The paintings have a real sense of the artist’s hand. How important was that for you to maintain in a piece that is so closely linked to AI?
Since the paintings are interpolations of my gestures and those of the AI, they are about capturing the process of merging.
What is the painting process like? Do you make marks based on the decisions made by the AI?
The process is a recursive feedback loop. I use AI programs to algorithmically generate new images from my previous paintings which I then sketch, collage, and abrade into the aluminum surfaces. I keep thinking about the term “deep learning” in relation to carefully drawing, mirroring, and abrading lines produced by the AI. I then paint thinly over the abraded images to try and find the sweet spot where the latent space of the oil is revealed through the refractive index below. Of course I improvise all along the way and end up just following the energy.
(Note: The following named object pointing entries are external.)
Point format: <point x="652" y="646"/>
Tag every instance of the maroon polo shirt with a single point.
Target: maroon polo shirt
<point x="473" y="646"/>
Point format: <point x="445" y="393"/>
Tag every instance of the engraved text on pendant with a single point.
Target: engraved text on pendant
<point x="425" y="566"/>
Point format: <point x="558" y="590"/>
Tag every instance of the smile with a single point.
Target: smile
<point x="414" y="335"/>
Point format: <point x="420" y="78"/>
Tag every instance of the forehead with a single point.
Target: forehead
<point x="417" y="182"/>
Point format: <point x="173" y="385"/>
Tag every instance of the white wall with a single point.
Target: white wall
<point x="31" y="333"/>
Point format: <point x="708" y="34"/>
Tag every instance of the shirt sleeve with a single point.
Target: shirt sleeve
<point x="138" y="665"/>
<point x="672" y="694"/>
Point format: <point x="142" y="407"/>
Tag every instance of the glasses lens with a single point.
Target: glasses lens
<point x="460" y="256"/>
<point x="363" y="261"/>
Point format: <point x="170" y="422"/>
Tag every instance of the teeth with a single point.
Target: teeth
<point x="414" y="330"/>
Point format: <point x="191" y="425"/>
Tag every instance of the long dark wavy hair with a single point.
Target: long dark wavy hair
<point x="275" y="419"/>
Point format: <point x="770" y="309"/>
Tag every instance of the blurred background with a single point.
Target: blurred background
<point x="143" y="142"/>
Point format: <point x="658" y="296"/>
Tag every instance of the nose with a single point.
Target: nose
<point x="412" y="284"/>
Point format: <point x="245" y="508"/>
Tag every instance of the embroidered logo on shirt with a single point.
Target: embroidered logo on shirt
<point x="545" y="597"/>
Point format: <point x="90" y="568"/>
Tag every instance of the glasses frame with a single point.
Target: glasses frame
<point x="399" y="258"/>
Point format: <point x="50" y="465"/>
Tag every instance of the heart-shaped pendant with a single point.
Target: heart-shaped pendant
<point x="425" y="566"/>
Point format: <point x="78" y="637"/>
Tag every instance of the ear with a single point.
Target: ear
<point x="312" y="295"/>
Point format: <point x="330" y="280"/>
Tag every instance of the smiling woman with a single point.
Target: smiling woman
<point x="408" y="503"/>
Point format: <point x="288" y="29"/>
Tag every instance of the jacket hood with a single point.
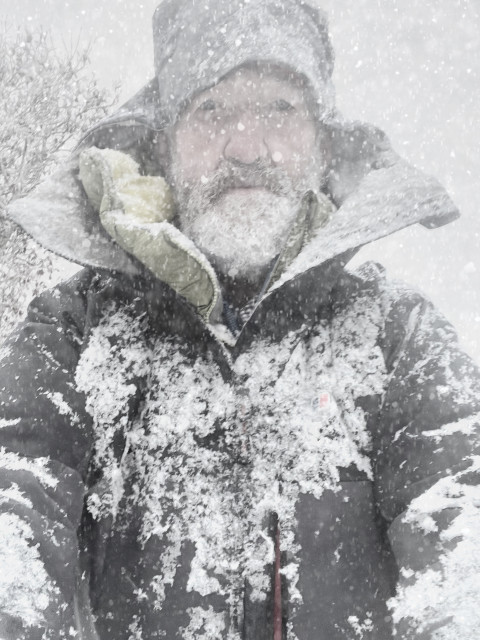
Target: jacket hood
<point x="376" y="192"/>
<point x="197" y="43"/>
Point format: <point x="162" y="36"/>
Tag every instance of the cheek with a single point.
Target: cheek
<point x="197" y="153"/>
<point x="295" y="149"/>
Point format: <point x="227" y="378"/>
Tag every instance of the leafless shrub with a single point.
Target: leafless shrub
<point x="47" y="99"/>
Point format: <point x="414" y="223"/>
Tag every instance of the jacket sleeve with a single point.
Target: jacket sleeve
<point x="427" y="473"/>
<point x="45" y="443"/>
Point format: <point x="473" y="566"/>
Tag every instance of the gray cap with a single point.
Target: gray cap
<point x="197" y="42"/>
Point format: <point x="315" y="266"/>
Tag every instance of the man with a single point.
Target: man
<point x="263" y="444"/>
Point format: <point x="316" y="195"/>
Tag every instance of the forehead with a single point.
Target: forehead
<point x="258" y="84"/>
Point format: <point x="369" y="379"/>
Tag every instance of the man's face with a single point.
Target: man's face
<point x="243" y="154"/>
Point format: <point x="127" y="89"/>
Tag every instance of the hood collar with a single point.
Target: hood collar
<point x="376" y="193"/>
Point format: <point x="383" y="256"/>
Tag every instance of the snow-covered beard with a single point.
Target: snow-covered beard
<point x="240" y="217"/>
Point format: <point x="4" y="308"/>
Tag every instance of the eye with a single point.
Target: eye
<point x="282" y="105"/>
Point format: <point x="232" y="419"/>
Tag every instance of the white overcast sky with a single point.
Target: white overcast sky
<point x="411" y="67"/>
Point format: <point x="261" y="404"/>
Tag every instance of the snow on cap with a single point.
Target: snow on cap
<point x="197" y="42"/>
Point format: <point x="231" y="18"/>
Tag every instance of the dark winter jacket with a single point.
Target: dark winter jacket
<point x="146" y="467"/>
<point x="333" y="412"/>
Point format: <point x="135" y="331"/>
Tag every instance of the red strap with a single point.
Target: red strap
<point x="277" y="603"/>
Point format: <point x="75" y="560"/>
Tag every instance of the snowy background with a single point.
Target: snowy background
<point x="411" y="67"/>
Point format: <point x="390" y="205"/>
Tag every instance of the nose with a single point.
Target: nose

What inspired your otherworldly landscape, “the Isle of Vitr∴ ous,” and how do you hope viewers experience this space?
I think of these works as a series of post-human cave paintings that mark a specific moment in human evolution. In that sense, “Isle of Vitr∴ ous” is sort of my Galapagos, but as a non-place that exists only between structures of perception. Vitreous is the clear gel in mammalian eyes that allows for light to pass through to the retina.
People never believe me when I tell them that I look at landscape painting more than any other kind of art, but the AI picked up on it and reflected it back to me. The title, Titration Point (Isle of Vitr∴ ous), is about the mountain of tiny scratches I enacted on the aluminum surface as a form of sensory integration between myself and the AI.
“Whitney Biennial 2022: Quiet as It’s Kept” is on view at the Whitney Museum of American Art, 99 Gansevoort Street, New York, April 6–September 5, 2022.